Summary:	correctly rendered text is not copied to clipboard correctly when it contains diacritics
Product:	[Applications] okular	Reporter:	Radu Benea <radub82>
Component:	general	Assignee:	Okular developers <okular-devel>
Status:	RESOLVED NOT A BUG
Severity:	normal
Priority:	NOR
Version First Reported In:	0.8.3
Target Milestone:	---
Platform:	unspecified
OS:	Linux
Latest Commit:		Version Fixed/Implemented In:
Sentry Crash Report:
Attachments:	document demonstrating the problem

Description Radu Benea 2009-05-27 13:12:55 UTC

Version:           0.8.3 (using 4.2.3 (KDE 4.2.3), Gentoo)
Compiler:          x86_64-pc-linux-gnu-gcc
OS:                Linux (x86_64) release 2.6.28-gentoo-r5

text containing diacritics like romanian characters ă,â,î,ș,ț and french characters é,à,ù,û,ç although they are rendered correclty in pdf files the text selection tool does not copy them correctly, only the hats, accents or cedillas are copied.

Comment 1 Pino Toscano 2009-05-27 13:18:29 UTC

Can you please attach a sample document showing the issue?

Comment 2 Radu Benea 2009-05-27 13:41:57 UTC

Created attachment 34044 [details]
document demonstrating the problem

attached file demonstrating the problem, I don't know how to add french to this but I put there romanian and hungarian, this should be enough to prove my point.

Comment 3 Pino Toscano 2009-05-27 14:03:36 UTC

Actually, I get the very same problems with the following PDF viewers:
- Okular + Poppler 0.10.6
- Okular + Poppler HEAD
- Evince + Poppler 0.10.6
- Acrobar Reader 9.1.1
- XPDF 3.02

It looks to me tex system you're using (or how you are using it) generates wrongly-encoded PDF documents.

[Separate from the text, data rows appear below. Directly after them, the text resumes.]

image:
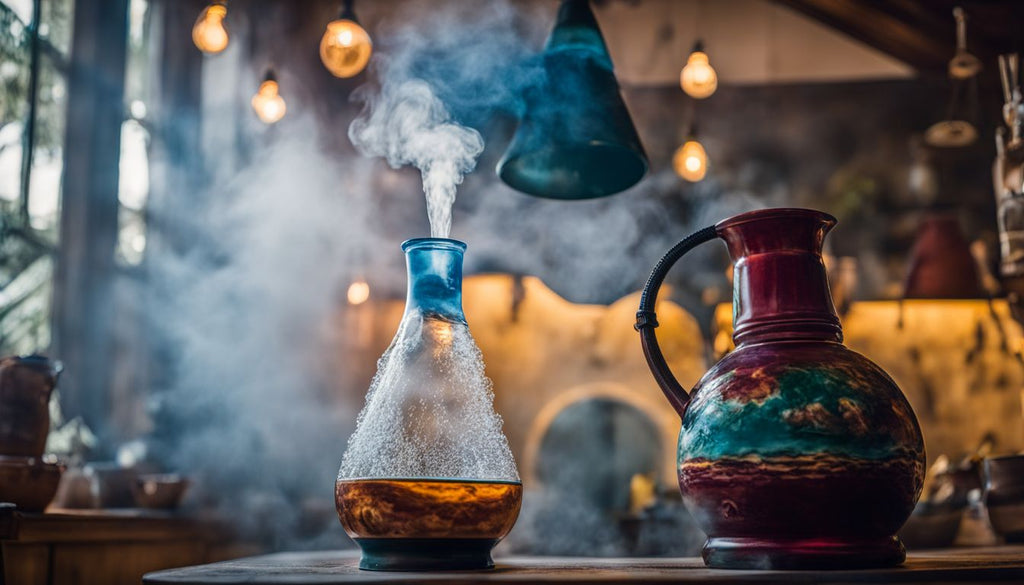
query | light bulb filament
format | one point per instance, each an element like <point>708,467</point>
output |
<point>209,33</point>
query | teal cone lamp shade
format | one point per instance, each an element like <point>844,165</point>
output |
<point>576,139</point>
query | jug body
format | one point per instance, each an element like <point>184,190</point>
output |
<point>795,452</point>
<point>800,454</point>
<point>26,385</point>
<point>428,481</point>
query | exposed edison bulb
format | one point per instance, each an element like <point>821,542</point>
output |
<point>690,161</point>
<point>345,48</point>
<point>358,292</point>
<point>698,78</point>
<point>209,33</point>
<point>267,102</point>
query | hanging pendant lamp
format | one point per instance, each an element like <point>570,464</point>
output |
<point>576,139</point>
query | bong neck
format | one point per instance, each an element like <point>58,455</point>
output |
<point>435,277</point>
<point>780,288</point>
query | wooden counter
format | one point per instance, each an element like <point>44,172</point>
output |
<point>1004,565</point>
<point>112,547</point>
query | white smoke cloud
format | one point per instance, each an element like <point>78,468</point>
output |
<point>408,124</point>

Comment 4 Radu Benea 2009-05-27 15:41:46 UTC

You seem to be right, I have found a few well written documents myself, thanks for the informantion.

Apparently it's not just me, plenty of pdf documents on the internet have the same problem, example http://tel.archives-ouvertes.fr/docs/00/25/01/37/PDF/these_final.pdf, this last one was not written by me, strangely I have no problem copying chinese text

the tex document started with
\documentclass[a4paper,10pt]{report}

\usepackage[romanian]{babel}
\usepackage{ucs}
\usepackage[utf8x]{inputenc}

and the rest was written plainly in utf8, was saved with encoding utf8 and pdflatex didn't even give a warning except that the romanian language support in babel was missing hyphenation patterns

Comment 5 Pino Toscano 2009-05-29 16:19:06 UTC

Ok, closing this, as it is a problem (= wrong encoding) in generated documents.